Yaze Zhao
Publications
GiPL: Generative augmented iterative Pseudo-Labeling for Cross-Domain Few-Shot Object Detection
Vision-language foundation models have shown promising zero-shot generalization for Cross-Domain Few-Shot Object Detection (CD-FSOD). However, they face two critical challenges in fine-tuning: insufficient support set utilization due to sparse single-instance annotations, and severe overfitting under extremely limited target-domain samples. To address these issues, this paper proposes GiPL, an efficient two-branch training framework.In the first branch, we design an iterative pseudo-label self-training paradigm, which performs zero-shot inference on the support set to generate reliable pseudo-annotations, fuses them with ground-truth labels, and iteratively optimizes the model to fully exploit support set data. In the second branch, we introduce generative data augmentation pipeline using large vision-language models, which synthesizes domain-aligned, multi-object annotated images to enrich training samples and suppress overfitting. Extensive experiments on three challenging CD-FSOD datasets (RUOD, CARPK, CarDD) under 1/5/10-shot settings demonstrate that GiPL consistently outperforms state-of-the-art methods with significant performance gains.Code is available at \href{https://github.com/z-yaz/CDiscover}{CDiscover}.
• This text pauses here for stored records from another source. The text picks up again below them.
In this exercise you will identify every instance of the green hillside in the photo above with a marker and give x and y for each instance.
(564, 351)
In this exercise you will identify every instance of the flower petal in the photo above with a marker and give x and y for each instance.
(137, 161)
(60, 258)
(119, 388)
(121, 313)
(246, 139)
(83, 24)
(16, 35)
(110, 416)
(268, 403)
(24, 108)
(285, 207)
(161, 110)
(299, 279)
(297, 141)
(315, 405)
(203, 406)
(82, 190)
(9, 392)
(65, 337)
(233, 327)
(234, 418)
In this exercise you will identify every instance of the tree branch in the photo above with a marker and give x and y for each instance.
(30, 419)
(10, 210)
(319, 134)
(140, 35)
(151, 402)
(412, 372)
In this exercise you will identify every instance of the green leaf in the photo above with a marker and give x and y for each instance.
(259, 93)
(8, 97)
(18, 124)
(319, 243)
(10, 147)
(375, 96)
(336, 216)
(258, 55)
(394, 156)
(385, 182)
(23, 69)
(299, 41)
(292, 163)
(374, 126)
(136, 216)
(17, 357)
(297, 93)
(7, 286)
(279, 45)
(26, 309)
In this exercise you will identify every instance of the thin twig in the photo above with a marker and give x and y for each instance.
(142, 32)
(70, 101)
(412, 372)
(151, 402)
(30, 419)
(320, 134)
Interpretable Cross-Domain Few-Shot Learning with Rectified Target-Domain Local Alignment
Cross-Domain Few-Shot Learning (CDFSL) adapts models trained with large-scale general data (source domain) to downstream target domains with only scarce training data, where the research on vision-language models (e.g., CLIP) is still in the early stages. Typical downstream domains, such as medical diagnosis, require fine-grained visual cues for interpretable recognition, but we find that current fine-tuned CLIP models can hardly focus on these cues, albeit they can roughly focus on important regions in source domains. Although current works have demonstrated CLIP's shortcomings in capturing local subtle patterns, in this paper, we find that the domain gap and scarce training data further exacerbate such shortcomings, much more than that of holistic patterns, which we call the local misalignment problem in CLIP-based CDFSL. To address this problem, due to the lack of supervision in aligning local visual features and text semantics, we turn to self-supervision information. Inspired by the translation task, we propose the CC-CDFSL method with cycle consistency, which translates local visual features into text features and then translates them back into visual features (and vice versa), and constrains the original features close to the translated back features. To reduce the noise imported by richer information in the visual modality, we further propose a Semantic Anchor mechanism, which first augments visual features to provide a larger corpus for the text-to-image mapping, and then shrinks the image features to filter out irrelevant image-to-text mapping. Extensive experiments on various benchmarks, backbones, and fine-tuning methods show we can (1) effectively improve the local vision-language alignment, (2) enhance the interpretability of learned patterns and model decisions by visualizing patches, and (3) achieve state-of-the-art performance.